B. There are in the country also of whom I am afraid –
Men who put beer into a belly that is dead,
Women in the forties with a terrier and setter who whistle and swank
Over down and plough and Roman road and daisied bank,
Half-conscious that these barriers over which they stride
Are nothing to the barbed wire that has grown round their pride.

A. And two there are, as I drive in the city, who suddenly perturb –
The one sirening me to draw up by the kerb
The other, as I lean back, my right leg stretched creating speed,
Making me catch and stamp, the brakes shrieking, pull up dead:
She wears silk stocking taunting the winter wind,
He carries a white stick to mark that he is blind.

B. In the country they are still hunting, in the heavy shires
Greyness is on the fields and sunset like a line of pyres
Of barbarous heroes smoulders through the ancient air
Hazed with factory dust and, orange opposite, the moon’s glare,
Goggling yokel-stubborn through the iron trees,
Jeers at the end of us, our bland ancestral ease;
We shall go down like palaeolithic man
Before some new Ice Age or Genghiz Khan.

A. It is time for some new coinage, people have got so old,
Hacked and handled and shiny from pocketing they have made bold
To think that each is himself through these accidents, being blind
To the fact that they are merely the counters of an unknown Mind.

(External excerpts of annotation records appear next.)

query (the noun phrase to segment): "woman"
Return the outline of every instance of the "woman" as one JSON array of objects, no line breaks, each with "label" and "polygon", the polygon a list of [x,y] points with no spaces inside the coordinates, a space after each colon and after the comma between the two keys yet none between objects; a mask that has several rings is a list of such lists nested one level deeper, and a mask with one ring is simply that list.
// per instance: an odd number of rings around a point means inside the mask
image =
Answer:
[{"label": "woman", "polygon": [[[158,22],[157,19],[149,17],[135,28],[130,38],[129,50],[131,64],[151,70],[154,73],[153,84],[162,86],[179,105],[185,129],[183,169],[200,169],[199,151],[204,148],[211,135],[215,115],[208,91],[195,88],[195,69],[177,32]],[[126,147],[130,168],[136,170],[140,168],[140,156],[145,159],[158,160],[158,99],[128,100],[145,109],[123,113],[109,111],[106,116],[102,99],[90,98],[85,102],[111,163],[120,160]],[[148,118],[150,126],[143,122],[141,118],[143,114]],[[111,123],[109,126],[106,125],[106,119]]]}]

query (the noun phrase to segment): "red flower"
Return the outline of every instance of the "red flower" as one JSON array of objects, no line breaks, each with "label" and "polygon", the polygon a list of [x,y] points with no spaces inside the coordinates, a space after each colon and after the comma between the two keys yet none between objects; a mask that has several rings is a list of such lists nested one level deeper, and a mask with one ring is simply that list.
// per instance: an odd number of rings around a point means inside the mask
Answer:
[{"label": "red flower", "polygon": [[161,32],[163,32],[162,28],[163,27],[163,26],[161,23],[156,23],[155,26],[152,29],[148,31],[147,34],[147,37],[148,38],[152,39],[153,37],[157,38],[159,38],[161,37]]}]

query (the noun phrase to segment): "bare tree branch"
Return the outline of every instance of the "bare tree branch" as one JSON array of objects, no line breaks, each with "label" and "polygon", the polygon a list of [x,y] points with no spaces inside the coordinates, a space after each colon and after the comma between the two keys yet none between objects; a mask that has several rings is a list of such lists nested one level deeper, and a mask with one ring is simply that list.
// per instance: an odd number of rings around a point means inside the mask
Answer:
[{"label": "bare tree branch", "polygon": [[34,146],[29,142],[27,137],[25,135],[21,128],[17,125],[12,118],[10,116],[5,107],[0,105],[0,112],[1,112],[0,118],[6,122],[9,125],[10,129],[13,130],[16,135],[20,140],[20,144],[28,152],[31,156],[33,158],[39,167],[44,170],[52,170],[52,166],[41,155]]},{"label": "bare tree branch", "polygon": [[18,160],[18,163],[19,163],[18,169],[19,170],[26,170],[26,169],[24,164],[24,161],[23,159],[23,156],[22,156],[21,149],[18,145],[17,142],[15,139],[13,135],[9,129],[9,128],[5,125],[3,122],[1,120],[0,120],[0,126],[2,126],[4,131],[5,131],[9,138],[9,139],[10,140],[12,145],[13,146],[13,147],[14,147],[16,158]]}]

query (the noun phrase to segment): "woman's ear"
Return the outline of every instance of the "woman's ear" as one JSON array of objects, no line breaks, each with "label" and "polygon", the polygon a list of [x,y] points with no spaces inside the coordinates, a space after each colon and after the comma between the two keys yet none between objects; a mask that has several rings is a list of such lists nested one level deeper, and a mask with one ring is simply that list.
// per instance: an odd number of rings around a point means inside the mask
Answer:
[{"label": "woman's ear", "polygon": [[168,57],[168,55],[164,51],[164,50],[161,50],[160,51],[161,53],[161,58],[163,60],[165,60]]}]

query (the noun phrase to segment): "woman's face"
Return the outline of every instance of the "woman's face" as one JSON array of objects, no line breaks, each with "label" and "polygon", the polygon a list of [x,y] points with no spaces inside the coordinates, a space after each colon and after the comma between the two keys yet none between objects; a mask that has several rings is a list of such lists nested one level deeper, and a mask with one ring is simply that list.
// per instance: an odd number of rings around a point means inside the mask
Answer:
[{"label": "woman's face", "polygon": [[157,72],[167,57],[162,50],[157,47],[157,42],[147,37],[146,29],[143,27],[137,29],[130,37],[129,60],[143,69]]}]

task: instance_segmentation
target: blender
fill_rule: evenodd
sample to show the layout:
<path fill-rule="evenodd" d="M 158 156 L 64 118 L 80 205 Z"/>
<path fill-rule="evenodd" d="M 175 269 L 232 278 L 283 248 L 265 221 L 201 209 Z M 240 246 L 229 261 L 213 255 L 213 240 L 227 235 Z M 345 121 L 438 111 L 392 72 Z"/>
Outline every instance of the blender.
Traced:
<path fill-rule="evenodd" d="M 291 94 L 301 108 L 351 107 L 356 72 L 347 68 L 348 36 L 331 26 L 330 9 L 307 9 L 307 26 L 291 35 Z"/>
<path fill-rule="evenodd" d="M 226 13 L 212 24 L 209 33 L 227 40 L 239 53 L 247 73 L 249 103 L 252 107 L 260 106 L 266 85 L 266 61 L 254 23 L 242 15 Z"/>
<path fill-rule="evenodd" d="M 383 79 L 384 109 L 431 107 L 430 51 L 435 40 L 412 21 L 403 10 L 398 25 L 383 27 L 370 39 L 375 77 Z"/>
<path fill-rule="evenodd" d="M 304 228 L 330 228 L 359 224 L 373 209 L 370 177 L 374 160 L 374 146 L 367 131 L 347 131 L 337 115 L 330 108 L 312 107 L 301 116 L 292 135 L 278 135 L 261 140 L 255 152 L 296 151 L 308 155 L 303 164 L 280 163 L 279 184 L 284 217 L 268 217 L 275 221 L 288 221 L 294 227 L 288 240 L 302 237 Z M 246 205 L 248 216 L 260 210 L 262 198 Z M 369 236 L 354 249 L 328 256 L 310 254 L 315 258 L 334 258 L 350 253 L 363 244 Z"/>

B. let us lie once more, say ‘What we think, we can’
The old idealist lie –

A. And for me before I die
Let me go the round of the garish glare –

B. And on the bare and high
Place of England, the Wiltshire Downs and the Long Mynd
Let the balls of my feet bounce on the turf, my face burn in the wind
My eyelashes stinging in the wind, and the sheep like grey stones
Humble my human pretensions –

A. Let the saxophones and the xylophones
And the cult of every technical excellence, the miles of canvas in the galleries
And the canvas of the rich man’s yacht snapping and tacking on the seas
And the perfection of a grilled steak –

B. Let all these so ephemeral things
Be somehow permanent like the swallow’s tangent wings:
Goodbye to you, this day remember is Christmas, this morn
They say, interpret it your own way, Christ is born.